Zvonko Varga (; born 27 November 1959) is a Serbian football manager and former player.

Club career
Varga made his senior debut at Crvenka in the Yugoslav Second League, before moving to Yugoslav First League side Partizan without his club's permission. He would occasionally train with Second League club Rad, before being cleared to play for Partizan. From then on, Varga spent eight seasons with the Crno-beli (1978–1986), making 199 appearances and scoring 58 goals in the top flight of Yugoslav football. He also won two national championship titles (1983 and 1986).
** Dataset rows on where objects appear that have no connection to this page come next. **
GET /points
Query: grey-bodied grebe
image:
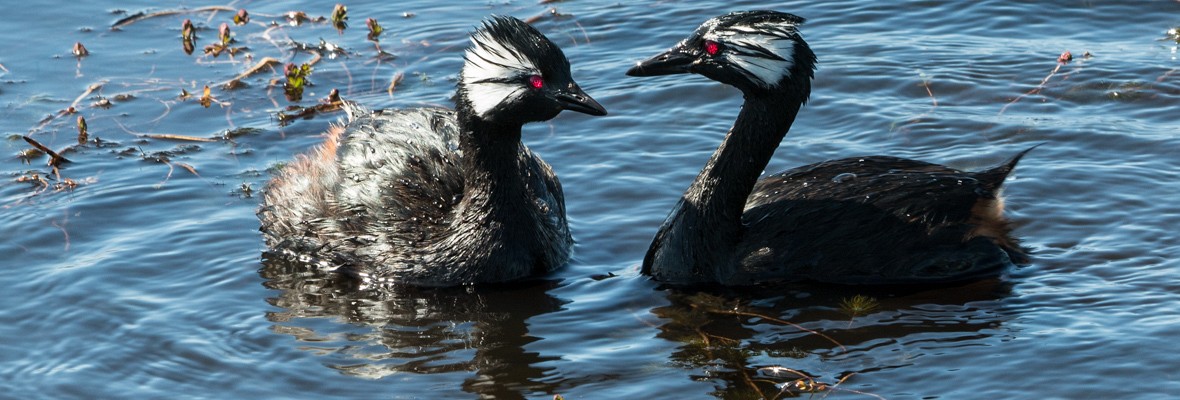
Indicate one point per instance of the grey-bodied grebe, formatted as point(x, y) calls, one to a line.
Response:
point(433, 196)
point(857, 221)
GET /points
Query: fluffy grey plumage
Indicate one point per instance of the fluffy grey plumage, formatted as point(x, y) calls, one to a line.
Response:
point(433, 196)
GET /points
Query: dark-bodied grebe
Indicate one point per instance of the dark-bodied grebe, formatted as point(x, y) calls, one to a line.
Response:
point(439, 197)
point(859, 221)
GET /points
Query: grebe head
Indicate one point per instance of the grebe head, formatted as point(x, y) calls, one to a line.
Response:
point(755, 51)
point(512, 73)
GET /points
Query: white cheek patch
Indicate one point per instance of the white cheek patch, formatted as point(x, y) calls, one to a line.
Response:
point(751, 48)
point(487, 65)
point(486, 96)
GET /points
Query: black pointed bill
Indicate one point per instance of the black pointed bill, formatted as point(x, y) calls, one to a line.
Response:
point(672, 61)
point(575, 99)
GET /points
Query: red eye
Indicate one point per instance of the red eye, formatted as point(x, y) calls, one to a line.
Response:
point(712, 47)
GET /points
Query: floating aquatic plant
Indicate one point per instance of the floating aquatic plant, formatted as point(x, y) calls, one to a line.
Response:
point(374, 28)
point(296, 79)
point(340, 17)
point(79, 50)
point(858, 305)
point(188, 37)
point(242, 17)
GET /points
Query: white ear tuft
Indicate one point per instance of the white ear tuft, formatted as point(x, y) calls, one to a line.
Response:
point(490, 71)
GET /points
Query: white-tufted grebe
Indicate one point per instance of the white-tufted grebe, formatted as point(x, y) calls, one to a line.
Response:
point(433, 196)
point(856, 221)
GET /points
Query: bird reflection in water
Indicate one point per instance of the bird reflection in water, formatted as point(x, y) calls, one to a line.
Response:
point(477, 333)
point(785, 341)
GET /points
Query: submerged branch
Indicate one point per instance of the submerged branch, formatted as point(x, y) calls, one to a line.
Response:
point(139, 17)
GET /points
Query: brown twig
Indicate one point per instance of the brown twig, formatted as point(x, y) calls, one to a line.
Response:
point(174, 137)
point(1064, 58)
point(139, 17)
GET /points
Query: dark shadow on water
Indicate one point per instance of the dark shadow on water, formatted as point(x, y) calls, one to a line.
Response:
point(473, 338)
point(800, 340)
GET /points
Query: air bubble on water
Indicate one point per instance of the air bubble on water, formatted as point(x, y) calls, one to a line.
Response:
point(844, 177)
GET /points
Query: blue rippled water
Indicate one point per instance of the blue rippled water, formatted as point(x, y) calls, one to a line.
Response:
point(146, 280)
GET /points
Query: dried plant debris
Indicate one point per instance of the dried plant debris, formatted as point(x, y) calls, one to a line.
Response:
point(79, 50)
point(142, 15)
point(242, 17)
point(375, 28)
point(330, 104)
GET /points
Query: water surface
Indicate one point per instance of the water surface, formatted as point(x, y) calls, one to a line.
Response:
point(146, 279)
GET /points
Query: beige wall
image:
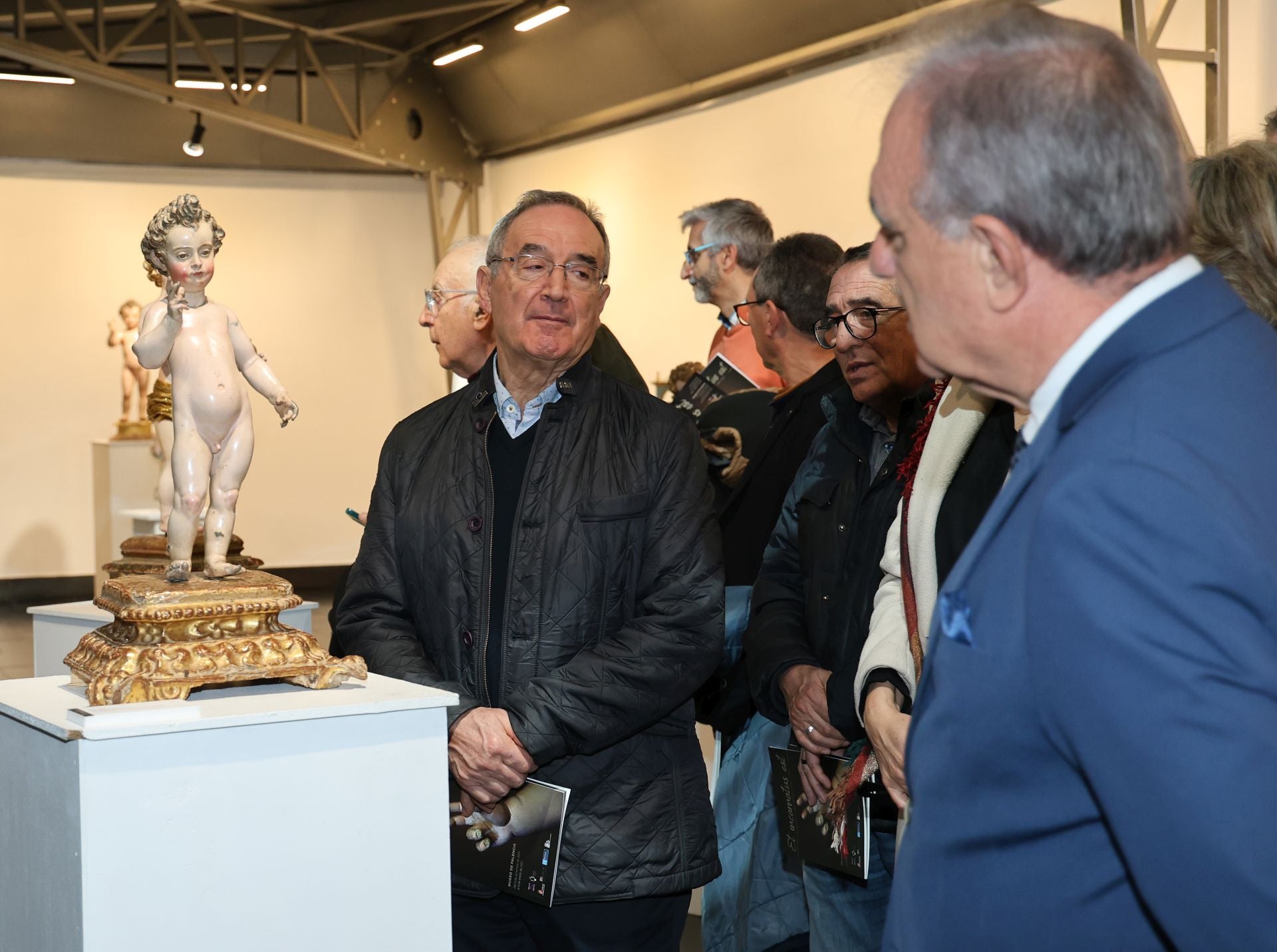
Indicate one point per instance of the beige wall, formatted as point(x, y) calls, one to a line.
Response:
point(326, 273)
point(803, 151)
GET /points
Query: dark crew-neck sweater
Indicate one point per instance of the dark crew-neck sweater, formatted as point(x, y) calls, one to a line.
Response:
point(507, 460)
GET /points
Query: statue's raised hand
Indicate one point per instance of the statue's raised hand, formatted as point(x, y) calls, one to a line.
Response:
point(287, 409)
point(176, 297)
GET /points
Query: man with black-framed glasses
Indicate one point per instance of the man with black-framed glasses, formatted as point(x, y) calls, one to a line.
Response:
point(726, 243)
point(543, 545)
point(462, 330)
point(814, 597)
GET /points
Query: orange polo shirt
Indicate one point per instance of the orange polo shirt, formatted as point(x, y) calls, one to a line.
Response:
point(737, 345)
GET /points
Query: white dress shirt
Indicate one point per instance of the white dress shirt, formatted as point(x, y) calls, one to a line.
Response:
point(1105, 326)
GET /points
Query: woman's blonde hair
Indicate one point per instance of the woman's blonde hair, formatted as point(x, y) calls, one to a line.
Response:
point(1235, 228)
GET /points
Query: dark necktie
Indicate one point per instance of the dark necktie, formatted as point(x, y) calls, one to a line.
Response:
point(1016, 454)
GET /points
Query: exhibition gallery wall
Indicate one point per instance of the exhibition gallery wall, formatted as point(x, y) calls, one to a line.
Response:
point(327, 273)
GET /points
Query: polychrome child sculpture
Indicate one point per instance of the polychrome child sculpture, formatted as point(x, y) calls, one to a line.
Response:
point(208, 351)
point(133, 377)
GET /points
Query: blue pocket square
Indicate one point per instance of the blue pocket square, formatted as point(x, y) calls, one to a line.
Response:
point(956, 616)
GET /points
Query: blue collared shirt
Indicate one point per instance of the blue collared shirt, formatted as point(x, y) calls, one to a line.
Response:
point(515, 420)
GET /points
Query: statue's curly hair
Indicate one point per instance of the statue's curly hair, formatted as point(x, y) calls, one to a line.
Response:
point(184, 210)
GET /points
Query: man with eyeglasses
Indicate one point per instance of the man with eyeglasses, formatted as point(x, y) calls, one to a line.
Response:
point(462, 330)
point(726, 243)
point(543, 544)
point(758, 903)
point(815, 591)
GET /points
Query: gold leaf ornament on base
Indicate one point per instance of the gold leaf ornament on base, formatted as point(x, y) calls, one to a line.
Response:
point(169, 639)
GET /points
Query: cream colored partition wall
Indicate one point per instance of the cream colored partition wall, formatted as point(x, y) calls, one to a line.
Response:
point(803, 150)
point(326, 273)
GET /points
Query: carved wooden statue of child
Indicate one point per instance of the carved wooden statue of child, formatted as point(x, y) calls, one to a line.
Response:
point(208, 351)
point(133, 377)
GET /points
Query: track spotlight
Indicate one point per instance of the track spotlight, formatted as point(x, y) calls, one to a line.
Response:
point(543, 17)
point(37, 79)
point(192, 146)
point(458, 54)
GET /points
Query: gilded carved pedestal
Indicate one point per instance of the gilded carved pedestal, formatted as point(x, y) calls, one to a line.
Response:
point(168, 639)
point(148, 555)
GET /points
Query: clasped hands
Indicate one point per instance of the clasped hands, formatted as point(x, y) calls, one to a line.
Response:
point(803, 688)
point(486, 758)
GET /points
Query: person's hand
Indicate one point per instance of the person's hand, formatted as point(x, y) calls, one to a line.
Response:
point(803, 687)
point(486, 757)
point(887, 728)
point(176, 297)
point(815, 784)
point(287, 409)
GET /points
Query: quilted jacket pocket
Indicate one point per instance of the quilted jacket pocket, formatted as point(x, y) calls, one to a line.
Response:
point(605, 508)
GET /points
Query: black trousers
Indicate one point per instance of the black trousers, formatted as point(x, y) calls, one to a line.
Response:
point(506, 924)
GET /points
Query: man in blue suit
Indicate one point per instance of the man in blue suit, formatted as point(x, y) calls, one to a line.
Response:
point(1093, 752)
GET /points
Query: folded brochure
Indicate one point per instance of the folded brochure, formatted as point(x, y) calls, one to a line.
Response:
point(515, 848)
point(833, 835)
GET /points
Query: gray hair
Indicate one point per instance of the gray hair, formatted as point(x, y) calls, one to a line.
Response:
point(734, 222)
point(795, 276)
point(534, 200)
point(184, 210)
point(1056, 128)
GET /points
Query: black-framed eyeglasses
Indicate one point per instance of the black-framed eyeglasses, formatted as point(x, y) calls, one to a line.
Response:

In 1986, Varga moved abroad to Belgium and played for Club Liégeois over the next seven seasons. He was the Belgian league's second-highest scorer in the 1988–89 season with 22 goals, one less than Eddie Krncevic. On 13 May 1989, Varga scored all six goals in his team's 6–1 home league win over Beerschot. He would win the Belgian Cup in the following 1989–90 campaign. In the summer of 1993, Varga switched to Seraing, but returned to Club Liégeois a year later.

International career
At international level, Varga represented Yugoslavia at the 1979 FIFA World Youth Championship. He appeared in all three games, as the team exited the tournament at the group stage.

Managerial career
After starting his managerial career with Tilleur-Liégeois, Varga went back to his homeland and took over the helm of OFK Beograd in 2000. He was also manager of Rad for several months, before being named assistant manager to Lothar Matthäus at Partizan. Following the departure of Matthäus, Varga left his position and became manager of Sartid Smederevo in January 2004. He resigned from the club after only four games. In June 2004, Varga returned to Partizan to be assistant manager to Vladimir Vermezović. He then served as co-manager of Teleoptik, alongside Blagoje Paunović, between 2005 and 2006, before returning to Partizan as an assistant.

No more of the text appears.